Le fossé s’élargit entre les autorités et les populations

L’instabilité générale des pays du Sahel est peu propice aux échanges sur les marchés économiques. Au Mali par exemple, les tensions et mobilisations politiques de juin 2020 ont creusé le fossé entre le pouvoir exécutif et la population conduisant ainsi au coup d’État militaire d’aout 2020.

Ce revirement politique n’a pas été sans conséquence pour les acteurs économiques opérant dans la zone, puisque s’en sont suivies des sanctions de la CEDEAO à l’encontre du Mali menant à la fermeture des frontières terrestres et aériennes pendant près d’une semaine ; seuls les produits de première nécessité ont pu transiter.

Le groupe Bolloré Transport & Logistics a, par exemple, subi de plein fouet les conséquences des évènements maliens : des frais supplémentaires de stockage des marchandises dans les ports aux frais du transporteur et des retards de livraisons.
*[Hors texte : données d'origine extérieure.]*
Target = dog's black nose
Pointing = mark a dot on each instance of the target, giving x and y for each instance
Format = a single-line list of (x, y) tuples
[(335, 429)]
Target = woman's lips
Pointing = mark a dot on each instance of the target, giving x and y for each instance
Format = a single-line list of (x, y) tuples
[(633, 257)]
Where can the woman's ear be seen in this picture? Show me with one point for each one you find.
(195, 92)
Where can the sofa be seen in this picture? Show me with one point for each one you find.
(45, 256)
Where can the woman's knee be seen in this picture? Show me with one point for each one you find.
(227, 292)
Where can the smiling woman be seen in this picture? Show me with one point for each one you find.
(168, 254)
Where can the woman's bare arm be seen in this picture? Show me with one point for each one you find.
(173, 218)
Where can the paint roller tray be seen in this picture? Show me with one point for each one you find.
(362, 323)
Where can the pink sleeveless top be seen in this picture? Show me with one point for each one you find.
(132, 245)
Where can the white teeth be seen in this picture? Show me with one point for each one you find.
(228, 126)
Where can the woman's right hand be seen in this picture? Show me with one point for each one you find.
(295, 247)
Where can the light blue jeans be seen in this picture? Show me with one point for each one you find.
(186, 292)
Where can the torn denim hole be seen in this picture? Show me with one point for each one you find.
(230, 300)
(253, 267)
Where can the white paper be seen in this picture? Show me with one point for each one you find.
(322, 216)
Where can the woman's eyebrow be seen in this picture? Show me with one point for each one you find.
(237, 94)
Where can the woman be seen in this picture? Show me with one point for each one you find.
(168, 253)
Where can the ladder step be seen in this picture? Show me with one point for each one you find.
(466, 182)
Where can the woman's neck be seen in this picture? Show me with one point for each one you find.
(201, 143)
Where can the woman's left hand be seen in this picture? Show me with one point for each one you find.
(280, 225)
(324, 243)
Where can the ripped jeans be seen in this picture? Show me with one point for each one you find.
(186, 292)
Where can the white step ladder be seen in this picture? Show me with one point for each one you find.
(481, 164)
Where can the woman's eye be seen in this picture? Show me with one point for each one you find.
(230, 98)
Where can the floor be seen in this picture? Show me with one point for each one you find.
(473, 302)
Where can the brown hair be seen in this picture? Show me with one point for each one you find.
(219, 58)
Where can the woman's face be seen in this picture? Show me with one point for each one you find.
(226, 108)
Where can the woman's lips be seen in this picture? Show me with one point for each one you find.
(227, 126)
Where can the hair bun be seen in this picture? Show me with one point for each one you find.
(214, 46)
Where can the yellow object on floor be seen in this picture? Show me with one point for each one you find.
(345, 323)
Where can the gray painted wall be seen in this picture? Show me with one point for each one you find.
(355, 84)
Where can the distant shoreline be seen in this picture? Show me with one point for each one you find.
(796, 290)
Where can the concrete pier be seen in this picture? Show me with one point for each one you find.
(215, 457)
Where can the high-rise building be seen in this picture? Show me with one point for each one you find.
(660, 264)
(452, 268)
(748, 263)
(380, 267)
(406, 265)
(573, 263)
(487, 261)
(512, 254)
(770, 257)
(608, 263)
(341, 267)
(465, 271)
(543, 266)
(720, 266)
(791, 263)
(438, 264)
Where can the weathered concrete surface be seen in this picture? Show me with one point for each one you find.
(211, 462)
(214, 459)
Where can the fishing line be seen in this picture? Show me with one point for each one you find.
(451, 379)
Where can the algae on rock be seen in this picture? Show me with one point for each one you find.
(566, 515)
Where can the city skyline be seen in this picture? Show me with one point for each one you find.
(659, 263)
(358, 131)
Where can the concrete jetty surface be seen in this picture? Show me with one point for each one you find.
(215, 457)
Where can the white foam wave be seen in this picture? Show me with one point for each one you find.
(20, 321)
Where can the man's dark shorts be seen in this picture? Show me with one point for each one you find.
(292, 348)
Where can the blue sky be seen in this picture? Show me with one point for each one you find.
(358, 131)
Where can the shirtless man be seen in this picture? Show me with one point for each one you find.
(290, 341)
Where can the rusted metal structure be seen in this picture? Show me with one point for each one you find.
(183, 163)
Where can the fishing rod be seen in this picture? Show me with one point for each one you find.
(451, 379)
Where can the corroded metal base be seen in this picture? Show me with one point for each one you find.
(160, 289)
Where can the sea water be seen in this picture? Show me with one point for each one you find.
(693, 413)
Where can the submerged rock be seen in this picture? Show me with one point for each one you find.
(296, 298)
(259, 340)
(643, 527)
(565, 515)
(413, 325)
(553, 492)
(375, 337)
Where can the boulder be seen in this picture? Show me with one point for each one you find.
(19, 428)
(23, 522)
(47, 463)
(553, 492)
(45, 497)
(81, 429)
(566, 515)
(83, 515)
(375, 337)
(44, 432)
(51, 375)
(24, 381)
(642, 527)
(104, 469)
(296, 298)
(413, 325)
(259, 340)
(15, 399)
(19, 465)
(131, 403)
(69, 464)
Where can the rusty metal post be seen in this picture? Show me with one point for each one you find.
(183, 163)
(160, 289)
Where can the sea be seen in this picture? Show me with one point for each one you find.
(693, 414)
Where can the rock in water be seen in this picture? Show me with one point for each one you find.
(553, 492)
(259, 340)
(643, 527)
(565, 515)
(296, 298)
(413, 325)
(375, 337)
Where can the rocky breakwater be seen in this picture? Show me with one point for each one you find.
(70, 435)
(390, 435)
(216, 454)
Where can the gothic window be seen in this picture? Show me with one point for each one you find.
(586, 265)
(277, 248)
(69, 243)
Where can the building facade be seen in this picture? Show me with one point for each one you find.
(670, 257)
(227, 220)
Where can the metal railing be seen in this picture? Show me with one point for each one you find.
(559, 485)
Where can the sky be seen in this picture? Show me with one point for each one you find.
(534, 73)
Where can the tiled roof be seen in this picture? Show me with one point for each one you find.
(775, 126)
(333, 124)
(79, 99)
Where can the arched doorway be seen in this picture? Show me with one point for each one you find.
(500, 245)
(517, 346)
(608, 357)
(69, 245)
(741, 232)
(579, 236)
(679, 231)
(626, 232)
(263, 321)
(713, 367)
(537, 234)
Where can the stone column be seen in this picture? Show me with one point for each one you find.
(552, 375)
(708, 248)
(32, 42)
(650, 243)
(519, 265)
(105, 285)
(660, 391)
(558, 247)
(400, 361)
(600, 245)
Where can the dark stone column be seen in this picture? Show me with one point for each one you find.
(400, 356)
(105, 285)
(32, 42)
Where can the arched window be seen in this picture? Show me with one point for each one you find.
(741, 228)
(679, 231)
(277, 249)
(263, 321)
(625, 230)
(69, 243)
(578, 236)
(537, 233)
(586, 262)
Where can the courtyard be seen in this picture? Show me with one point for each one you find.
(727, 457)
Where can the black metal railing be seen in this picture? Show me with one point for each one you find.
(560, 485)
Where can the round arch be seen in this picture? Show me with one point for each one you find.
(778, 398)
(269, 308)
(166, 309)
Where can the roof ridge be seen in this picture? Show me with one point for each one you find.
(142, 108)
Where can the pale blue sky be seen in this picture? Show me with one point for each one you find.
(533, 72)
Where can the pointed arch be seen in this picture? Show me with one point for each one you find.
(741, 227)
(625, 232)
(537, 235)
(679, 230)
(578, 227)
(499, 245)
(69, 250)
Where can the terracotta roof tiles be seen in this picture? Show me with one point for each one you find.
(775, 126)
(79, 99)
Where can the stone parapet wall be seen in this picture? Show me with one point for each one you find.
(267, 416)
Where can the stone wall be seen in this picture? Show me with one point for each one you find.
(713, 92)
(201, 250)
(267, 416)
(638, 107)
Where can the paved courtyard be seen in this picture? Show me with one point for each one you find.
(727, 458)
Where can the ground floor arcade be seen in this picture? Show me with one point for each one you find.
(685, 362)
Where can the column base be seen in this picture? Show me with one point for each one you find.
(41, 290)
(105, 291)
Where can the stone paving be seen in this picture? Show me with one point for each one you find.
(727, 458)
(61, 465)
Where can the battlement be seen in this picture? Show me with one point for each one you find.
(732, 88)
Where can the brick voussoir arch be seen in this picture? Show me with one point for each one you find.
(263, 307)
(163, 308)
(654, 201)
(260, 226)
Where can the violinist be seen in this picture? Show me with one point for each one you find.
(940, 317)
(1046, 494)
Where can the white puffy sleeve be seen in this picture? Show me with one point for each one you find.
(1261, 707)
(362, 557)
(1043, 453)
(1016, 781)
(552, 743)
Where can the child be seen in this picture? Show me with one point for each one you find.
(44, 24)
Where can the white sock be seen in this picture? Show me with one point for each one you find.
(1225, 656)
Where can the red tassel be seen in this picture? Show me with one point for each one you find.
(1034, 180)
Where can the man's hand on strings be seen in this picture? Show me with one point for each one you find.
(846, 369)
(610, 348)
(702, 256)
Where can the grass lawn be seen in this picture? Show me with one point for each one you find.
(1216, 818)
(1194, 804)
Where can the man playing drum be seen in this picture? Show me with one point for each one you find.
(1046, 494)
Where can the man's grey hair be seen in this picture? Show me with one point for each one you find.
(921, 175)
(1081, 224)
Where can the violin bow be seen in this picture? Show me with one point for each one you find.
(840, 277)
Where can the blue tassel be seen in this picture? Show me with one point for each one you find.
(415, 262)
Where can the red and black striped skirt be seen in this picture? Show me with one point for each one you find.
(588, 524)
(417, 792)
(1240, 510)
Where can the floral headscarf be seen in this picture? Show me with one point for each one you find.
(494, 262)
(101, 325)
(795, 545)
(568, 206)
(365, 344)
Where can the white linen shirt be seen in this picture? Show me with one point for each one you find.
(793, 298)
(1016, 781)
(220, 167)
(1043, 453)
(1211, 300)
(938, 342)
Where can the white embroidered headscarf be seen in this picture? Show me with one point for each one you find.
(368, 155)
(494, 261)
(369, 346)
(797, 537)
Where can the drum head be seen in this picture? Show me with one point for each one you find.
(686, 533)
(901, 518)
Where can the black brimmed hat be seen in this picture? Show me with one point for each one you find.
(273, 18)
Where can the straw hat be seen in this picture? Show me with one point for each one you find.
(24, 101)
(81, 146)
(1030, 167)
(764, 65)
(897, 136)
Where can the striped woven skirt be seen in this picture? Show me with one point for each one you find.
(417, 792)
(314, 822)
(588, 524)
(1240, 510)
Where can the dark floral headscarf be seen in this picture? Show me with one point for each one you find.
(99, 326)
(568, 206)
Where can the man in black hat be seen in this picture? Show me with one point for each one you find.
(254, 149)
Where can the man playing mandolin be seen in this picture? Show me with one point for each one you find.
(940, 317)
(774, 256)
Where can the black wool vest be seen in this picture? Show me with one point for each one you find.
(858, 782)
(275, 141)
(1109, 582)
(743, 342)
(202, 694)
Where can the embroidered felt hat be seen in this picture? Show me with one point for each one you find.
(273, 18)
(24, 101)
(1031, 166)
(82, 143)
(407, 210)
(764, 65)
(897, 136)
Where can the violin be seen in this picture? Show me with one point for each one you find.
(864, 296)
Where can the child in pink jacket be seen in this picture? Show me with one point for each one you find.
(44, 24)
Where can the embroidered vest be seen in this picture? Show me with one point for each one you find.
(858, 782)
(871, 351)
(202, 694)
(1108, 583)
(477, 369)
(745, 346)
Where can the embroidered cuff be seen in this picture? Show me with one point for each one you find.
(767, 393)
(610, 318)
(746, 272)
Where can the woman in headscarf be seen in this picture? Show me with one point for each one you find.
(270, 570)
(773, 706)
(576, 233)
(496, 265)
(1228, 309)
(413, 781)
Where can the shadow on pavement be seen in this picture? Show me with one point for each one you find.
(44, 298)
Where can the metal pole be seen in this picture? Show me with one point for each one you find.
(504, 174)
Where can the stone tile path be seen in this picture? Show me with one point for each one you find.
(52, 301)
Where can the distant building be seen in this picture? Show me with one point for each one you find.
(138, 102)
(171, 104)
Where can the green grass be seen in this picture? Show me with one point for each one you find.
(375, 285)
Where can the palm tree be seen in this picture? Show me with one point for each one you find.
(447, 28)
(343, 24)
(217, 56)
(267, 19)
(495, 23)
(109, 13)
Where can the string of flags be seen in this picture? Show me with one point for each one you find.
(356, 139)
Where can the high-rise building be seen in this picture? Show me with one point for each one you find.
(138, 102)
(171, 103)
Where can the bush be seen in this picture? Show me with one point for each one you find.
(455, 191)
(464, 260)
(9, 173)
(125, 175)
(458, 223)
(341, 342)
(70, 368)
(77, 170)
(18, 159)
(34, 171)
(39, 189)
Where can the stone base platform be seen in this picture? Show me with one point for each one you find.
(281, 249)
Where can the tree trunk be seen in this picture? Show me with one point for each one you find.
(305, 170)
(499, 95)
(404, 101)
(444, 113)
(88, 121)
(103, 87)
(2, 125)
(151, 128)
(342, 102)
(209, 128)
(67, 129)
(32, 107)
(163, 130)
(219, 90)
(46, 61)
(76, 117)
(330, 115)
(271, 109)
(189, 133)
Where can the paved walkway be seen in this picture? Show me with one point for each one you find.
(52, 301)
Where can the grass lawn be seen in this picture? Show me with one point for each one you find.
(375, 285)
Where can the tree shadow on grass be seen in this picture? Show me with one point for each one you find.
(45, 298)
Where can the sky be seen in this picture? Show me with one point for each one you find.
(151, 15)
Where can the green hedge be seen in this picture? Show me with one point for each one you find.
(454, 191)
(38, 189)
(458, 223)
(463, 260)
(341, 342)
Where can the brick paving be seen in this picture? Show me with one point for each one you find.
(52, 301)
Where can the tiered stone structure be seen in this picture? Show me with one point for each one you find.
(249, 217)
L’instabilité politique, économique et sécuritaire favorise grandement l’évolution de l’économie informelle. En raison des différents conflits dans la zone, le passage des frontières ou le dédouanement des marchandises sont possibles, grâce à des pots de vins. Cependant, toute entreprise française étant soumise à la loi Sapin 2 dans le cadre de la lutte anti-corruption, n’a légalement pas le droit d’utiliser ce genre de pratique sous peine d’être sanctionner par la justice. L’économie souterraine est vectrice de corruption, de risque sécuritaire, ce qui pousse alors le pays concerné à rentrer dans un cercle vicieux dont il est difficile de sortir[vi]. La fragilité des démocraties locales ainsi que la « culture du pot de vin », est compliquée à faire disparaitre des traditions locales.

La volonté des différents pays du Sahel à sortir de la corruption s’est souvent traduit par des manifestations violentes. Pendant ces manifestations, un sentiment anti-occidental et plus particulièrement anti-français grandissant a pu se faire ressentir. En réponse à ce climat d’insécurité et au risque pour les collaborateurs occidentaux d’être pris à parti par des manifestants, les entreprises implantées dans les pays concernés ont dû prendre des mesures de sécurité pour leur employé. Ces mesures se sont traduites par un aménagement du temps de travail pendant la période des manifestations et, dans les cas le plus extrêmes, les entreprises sont pu faire le choix de faire sortir les collaborateurs du pays.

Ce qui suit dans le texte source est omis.